Commentary | Michigan demonstrators protesting a new “right to work” bill (often dubbed a “right to work for less” move by opponents) have crowded the Capitol in Lansing, chanting “this is our house” and “what’s disgusting, union busting!” in an attempt to sway Gov. Rick Snyder from signing the controversial legislation as he has promised in recent weeks.
The Michigan “right to work” legislation is part of a larger push to erode the rights of workers, seen in recent years in states like Wisconsin where the anti-union push by Gov. Scott Walker caused similar protests at the Capitol.

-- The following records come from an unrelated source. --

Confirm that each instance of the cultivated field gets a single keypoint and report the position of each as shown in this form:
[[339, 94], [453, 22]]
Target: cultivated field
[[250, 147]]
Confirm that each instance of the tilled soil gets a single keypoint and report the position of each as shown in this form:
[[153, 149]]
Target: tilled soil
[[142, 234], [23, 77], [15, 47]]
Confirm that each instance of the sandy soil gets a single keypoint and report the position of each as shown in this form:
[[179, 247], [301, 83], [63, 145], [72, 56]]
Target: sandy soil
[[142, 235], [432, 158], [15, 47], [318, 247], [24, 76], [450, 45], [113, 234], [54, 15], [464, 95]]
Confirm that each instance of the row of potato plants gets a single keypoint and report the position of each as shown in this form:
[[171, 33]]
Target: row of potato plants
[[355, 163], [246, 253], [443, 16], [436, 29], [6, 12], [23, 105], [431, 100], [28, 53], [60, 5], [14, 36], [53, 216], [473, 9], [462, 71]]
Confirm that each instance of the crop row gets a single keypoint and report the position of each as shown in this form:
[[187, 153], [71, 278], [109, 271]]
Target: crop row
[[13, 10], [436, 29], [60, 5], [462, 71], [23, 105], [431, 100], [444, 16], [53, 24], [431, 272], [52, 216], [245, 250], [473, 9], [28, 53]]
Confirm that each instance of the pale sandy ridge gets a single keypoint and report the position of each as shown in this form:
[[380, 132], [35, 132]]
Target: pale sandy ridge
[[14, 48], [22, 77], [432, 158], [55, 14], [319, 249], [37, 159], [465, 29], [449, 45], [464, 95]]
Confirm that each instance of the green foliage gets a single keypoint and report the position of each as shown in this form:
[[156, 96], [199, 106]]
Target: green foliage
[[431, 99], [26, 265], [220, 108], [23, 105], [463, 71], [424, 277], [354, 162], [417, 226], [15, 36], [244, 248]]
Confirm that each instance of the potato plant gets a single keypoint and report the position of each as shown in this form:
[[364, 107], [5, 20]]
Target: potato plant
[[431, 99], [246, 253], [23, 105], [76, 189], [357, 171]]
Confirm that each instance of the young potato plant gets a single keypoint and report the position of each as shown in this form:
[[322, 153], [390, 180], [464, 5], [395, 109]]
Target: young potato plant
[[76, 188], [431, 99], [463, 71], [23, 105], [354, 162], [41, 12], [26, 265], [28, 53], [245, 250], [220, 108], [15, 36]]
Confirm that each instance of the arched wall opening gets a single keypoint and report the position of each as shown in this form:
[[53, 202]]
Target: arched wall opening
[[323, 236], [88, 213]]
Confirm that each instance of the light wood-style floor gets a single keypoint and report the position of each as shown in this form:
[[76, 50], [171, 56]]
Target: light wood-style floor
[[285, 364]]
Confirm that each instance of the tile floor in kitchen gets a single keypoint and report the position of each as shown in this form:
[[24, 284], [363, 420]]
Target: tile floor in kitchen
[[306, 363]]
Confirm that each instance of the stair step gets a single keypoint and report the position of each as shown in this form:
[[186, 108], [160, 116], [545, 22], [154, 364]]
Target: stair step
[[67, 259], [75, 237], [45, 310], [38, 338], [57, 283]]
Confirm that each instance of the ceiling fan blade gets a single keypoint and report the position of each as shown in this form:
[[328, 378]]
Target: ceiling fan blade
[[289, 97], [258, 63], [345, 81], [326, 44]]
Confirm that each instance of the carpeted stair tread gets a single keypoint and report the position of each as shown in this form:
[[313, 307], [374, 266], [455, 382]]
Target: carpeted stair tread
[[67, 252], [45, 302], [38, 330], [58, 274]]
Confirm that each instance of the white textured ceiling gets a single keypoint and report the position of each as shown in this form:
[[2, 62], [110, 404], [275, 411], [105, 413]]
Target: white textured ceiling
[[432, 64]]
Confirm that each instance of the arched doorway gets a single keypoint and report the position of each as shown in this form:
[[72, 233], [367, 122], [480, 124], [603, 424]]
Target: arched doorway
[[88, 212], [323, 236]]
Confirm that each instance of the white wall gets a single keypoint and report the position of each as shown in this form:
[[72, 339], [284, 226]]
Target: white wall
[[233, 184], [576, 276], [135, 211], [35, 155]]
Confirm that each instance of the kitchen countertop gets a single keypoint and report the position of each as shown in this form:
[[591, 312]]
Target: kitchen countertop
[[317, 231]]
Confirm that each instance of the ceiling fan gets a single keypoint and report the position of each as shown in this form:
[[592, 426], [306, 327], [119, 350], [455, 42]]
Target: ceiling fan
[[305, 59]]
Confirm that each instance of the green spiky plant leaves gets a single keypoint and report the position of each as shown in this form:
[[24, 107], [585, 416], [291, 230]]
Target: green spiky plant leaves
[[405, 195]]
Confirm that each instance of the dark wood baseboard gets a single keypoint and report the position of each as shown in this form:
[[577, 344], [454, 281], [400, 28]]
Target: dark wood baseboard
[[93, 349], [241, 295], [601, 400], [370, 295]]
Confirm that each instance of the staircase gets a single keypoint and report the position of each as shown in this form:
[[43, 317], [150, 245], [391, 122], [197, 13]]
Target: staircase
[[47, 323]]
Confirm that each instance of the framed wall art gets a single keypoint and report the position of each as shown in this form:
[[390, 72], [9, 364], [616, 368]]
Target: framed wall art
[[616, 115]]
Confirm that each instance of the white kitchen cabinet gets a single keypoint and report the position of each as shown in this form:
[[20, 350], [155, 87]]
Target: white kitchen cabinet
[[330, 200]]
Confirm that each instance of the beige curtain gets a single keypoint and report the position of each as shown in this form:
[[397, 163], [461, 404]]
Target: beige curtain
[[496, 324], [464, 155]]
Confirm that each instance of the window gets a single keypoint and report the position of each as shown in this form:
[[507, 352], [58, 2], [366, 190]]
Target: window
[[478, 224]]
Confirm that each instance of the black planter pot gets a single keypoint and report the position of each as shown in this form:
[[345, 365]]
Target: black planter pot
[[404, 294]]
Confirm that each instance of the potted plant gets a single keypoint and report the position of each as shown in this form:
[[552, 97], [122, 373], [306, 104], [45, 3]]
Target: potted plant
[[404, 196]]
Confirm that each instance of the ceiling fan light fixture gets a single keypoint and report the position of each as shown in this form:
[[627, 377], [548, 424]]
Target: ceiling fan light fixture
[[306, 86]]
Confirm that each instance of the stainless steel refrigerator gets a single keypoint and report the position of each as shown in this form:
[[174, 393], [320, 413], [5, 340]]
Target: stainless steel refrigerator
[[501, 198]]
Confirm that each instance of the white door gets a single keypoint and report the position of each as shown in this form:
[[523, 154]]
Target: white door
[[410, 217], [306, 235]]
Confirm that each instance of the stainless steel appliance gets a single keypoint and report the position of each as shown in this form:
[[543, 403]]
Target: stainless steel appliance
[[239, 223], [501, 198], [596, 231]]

Michigan’s pro-union protests — which, by estimates on Twitter, have drawn at least 13,000 demonstrators — are particularly significant due to the state’s rich history and heavy number of unionized residents (17.5 percent, by some estimates). The United Auto Workers union has a large presence in the state and at the protest, and weakening that base will go a long way to hobbling union support in the Midwest overall.

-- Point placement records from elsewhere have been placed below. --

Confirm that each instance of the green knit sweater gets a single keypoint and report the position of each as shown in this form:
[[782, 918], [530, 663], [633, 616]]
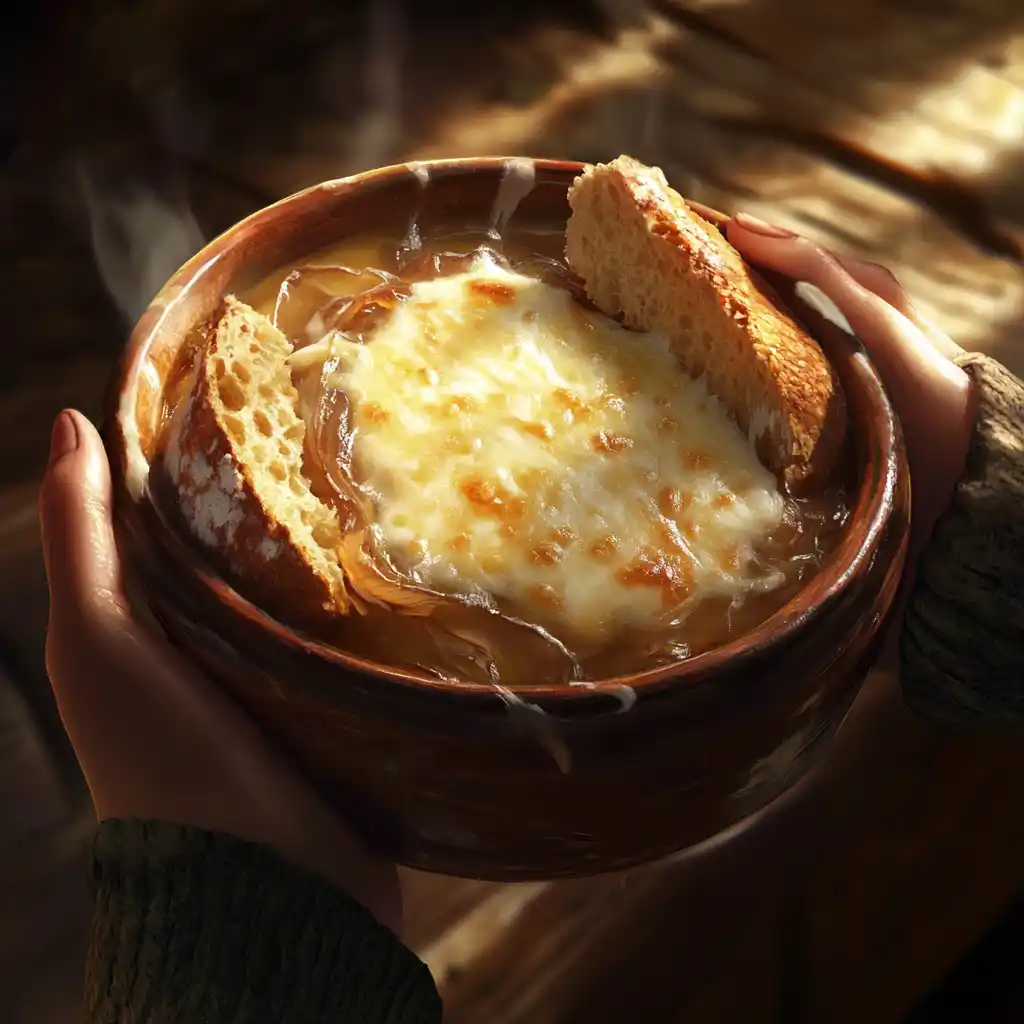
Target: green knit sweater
[[196, 928]]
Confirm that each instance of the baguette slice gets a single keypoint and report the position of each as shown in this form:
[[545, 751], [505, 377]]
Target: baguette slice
[[235, 455], [645, 256]]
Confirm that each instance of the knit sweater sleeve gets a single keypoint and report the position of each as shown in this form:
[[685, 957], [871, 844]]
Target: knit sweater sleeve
[[962, 647], [194, 926]]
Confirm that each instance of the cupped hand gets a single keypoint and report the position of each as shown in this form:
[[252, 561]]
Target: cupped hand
[[155, 737], [931, 394]]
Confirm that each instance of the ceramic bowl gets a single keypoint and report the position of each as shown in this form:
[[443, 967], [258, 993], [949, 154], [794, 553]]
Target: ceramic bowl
[[558, 781]]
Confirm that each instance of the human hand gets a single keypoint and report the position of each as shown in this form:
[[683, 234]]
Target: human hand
[[930, 393], [155, 737]]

While anti-union forces — strongly supported by large corporations looking to do away with pesky workplace safety and minimum wage regulations — lobby and astroturf for “right to work” laws, the legislation dilutes union power by allowing workers to take advantage of “free rider” clauses. US Rep. Sander Levin, a Democrat, explains:
“The union is required by law to provide equal benefits to every member of that bargaining unit, whether they join or not … They’re required to provide equal benefits to everyone.”

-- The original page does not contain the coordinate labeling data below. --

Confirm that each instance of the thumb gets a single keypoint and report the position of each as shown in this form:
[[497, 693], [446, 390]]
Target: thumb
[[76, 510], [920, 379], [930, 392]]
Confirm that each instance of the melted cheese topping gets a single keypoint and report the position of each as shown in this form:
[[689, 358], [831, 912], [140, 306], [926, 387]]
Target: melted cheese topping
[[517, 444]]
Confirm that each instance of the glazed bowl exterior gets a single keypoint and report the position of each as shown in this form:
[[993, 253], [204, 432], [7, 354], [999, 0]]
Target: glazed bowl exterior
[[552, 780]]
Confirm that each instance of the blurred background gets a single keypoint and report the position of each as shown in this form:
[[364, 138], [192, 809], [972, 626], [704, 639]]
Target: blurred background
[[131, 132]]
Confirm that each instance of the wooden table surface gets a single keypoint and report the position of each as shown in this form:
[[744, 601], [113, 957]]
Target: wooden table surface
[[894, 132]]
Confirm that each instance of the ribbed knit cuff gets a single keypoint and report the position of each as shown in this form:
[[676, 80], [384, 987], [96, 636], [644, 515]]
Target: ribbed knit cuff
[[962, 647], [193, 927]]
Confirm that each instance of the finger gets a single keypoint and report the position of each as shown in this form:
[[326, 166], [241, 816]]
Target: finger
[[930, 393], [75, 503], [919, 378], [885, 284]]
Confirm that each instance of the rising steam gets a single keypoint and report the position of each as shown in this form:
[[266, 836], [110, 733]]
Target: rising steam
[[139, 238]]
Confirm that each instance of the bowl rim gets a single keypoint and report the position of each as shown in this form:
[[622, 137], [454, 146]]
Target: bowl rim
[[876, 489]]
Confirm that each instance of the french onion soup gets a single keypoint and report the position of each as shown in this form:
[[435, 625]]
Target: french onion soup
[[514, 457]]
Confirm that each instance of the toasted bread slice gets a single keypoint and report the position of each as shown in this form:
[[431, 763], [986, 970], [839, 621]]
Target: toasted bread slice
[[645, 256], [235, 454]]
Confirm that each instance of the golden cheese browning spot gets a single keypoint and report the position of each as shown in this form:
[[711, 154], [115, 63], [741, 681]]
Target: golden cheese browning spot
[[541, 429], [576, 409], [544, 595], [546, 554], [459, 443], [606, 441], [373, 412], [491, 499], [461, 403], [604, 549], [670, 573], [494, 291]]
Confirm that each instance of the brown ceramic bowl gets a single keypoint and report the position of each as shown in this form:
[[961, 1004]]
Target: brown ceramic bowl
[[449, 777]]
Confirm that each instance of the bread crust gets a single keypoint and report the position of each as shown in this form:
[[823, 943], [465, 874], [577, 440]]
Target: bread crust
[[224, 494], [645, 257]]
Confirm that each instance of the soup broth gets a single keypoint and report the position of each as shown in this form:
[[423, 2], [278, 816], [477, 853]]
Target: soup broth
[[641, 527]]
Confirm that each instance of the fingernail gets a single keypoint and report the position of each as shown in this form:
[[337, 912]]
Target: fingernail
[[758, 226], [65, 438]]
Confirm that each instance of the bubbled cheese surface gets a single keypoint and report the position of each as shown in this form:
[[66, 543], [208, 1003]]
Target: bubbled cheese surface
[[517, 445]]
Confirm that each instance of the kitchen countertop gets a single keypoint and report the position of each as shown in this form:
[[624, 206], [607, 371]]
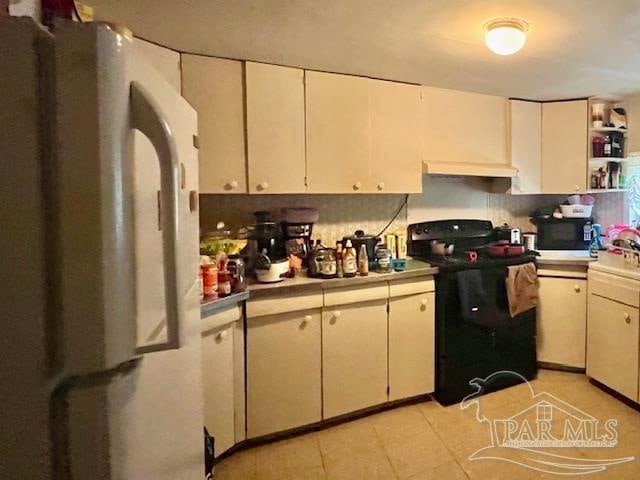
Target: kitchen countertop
[[214, 306], [564, 257]]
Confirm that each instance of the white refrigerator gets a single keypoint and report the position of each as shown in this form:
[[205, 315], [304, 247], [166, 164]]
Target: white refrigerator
[[100, 350]]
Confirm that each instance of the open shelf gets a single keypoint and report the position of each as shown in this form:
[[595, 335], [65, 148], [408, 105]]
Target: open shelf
[[609, 159], [606, 190], [608, 129]]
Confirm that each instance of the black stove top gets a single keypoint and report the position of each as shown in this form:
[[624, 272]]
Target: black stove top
[[465, 235], [460, 261]]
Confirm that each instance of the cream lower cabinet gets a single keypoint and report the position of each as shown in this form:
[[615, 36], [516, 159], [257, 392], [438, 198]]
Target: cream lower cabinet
[[223, 378], [283, 370], [411, 345], [354, 356], [613, 333], [562, 319]]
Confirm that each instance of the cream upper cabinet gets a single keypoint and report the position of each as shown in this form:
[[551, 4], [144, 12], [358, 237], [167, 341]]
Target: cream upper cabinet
[[525, 146], [562, 321], [464, 127], [218, 385], [396, 137], [338, 133], [411, 345], [283, 371], [354, 356], [275, 129], [214, 87], [564, 146]]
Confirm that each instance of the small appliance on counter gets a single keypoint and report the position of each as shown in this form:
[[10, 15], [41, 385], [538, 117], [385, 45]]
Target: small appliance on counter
[[563, 233], [508, 233], [297, 228], [360, 238]]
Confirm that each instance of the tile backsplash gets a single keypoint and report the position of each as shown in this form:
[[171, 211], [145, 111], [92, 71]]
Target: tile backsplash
[[443, 197], [339, 214]]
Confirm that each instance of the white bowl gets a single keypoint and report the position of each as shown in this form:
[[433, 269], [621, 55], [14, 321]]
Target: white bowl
[[576, 211], [574, 199]]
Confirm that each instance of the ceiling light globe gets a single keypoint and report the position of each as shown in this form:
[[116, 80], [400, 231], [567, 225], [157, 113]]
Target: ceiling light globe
[[505, 38]]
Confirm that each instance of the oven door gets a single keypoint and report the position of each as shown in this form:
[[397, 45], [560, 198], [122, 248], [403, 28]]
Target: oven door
[[564, 234]]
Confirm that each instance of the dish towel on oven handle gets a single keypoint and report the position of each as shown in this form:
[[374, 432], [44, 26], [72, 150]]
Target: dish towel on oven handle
[[522, 288]]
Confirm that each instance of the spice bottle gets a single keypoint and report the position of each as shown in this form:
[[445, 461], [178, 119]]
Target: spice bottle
[[339, 268], [383, 259], [363, 261], [349, 262]]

And thus, “right to work” laws allow for effective union power reductions by forcing the labor organizations to provide the same resources while reducing support by workers themselves for the unions charged with protecting them.
In Detroit on Monday, President Barack Obama spoke on the issue of union busting in states like Michigan, telling workers that voters have been tricked into believing unions are to blame for the current state of employment in the US and that they’ve been sold a false bill of goods:
“You know, these so-called right-to-work laws, they don’t have to do with economics … They have everything to do with politics. What they’re really talking about is giving you the right to work for less money.”
The effects are chilling, as they will be in the already suffering state of Michigan. If “right to work” legislation passes in Michigan, workers can look forward to making at least $1,500 less on average per year than their counterparts in states without similar laws on the books. Workplace deaths are more than 52 percent more likely to occur in “right to work” states, and workers in those states are less likely to receive employee benefits like healthcare coverage.
Critics also counter that of the 12 states with the highest unemployment, eight have enacted similar “right to work” laws that restrict the number of union jobs. Do you agree with Michigan protesters that “right to work” laws are not in the state’s best interests?